I feel very strongly these techniques can help the SharePoint community provide more value to our clients, and provide better solutions.  I am excited to see some of the most respected SharePoint professionals (Michal Pisarek, Andrew Woodward, Ruven Gotz, Ant Clay) writing about their experiences utilizing these approaches.  For a great description of problem domains, also look at the Cynefin Framework (You Tube) or the  management article on Harvard Business Review.

As always your questions, suggestions, or comments are valued.


11 thoughts on “A Wicked Problem Case Study

  1. Great article. Do you have a Mind Manager template for the Kapitola Pathway technique that you demonstrate. I think I could really use this. Thanks in advance.


    • David – I haven’t created a template in Mind Manager for the pathway, since it doesn’t take me a long time to create the map.

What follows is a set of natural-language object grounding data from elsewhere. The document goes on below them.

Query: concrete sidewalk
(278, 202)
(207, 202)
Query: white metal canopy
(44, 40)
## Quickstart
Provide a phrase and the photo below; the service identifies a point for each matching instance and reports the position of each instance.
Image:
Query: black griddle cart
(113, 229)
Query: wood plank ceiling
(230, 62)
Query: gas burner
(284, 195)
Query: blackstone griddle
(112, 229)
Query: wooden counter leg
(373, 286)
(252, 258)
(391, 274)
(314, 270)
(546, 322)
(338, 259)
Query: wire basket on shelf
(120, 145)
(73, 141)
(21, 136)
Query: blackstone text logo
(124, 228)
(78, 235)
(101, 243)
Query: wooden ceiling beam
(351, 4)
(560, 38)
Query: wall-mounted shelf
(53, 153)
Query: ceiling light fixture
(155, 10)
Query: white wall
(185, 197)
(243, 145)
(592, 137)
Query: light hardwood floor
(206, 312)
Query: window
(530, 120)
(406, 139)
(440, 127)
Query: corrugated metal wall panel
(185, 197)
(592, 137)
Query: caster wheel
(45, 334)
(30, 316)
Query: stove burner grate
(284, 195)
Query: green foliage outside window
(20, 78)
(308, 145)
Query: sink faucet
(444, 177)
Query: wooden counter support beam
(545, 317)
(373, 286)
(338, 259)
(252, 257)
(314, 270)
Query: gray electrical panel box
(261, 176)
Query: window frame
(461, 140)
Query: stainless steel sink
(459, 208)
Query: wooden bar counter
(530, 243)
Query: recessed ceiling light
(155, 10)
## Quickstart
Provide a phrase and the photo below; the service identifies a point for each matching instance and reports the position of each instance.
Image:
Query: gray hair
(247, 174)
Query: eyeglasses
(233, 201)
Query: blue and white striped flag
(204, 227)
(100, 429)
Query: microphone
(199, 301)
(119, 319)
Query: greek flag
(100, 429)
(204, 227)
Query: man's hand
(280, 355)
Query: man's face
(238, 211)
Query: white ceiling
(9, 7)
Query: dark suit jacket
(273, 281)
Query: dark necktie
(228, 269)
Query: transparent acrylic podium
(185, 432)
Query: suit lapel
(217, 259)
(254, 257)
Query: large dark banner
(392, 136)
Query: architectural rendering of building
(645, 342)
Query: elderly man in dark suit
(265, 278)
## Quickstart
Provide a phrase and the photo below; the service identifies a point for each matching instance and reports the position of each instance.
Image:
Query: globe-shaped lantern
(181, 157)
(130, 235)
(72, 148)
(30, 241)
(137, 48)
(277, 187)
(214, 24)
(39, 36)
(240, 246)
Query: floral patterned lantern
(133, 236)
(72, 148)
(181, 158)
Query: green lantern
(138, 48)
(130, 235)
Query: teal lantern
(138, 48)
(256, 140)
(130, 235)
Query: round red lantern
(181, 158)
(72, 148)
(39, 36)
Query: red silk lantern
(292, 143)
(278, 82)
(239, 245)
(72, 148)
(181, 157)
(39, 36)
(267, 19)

I can take a look though and see what I can come up with. If I get one created, I will post it in Mindjet’s template gallery online.


      • Thanks Ben. I’ll have a play round with it as well to see if I can recreat that myself. A good tool for business case development!


  2. Great roundup Ben, congratulations on really putting the sesnsemaking tools and approaches into action.
    I’m also a big proponent of DM and the works of Paul and Kailash.

    Great work!!!


  3. Hi Ben,

    Thanks for sharing this case study – a terrific example of how IT implementations that seem straightforward at first sight can turn out to have hidden dimensions.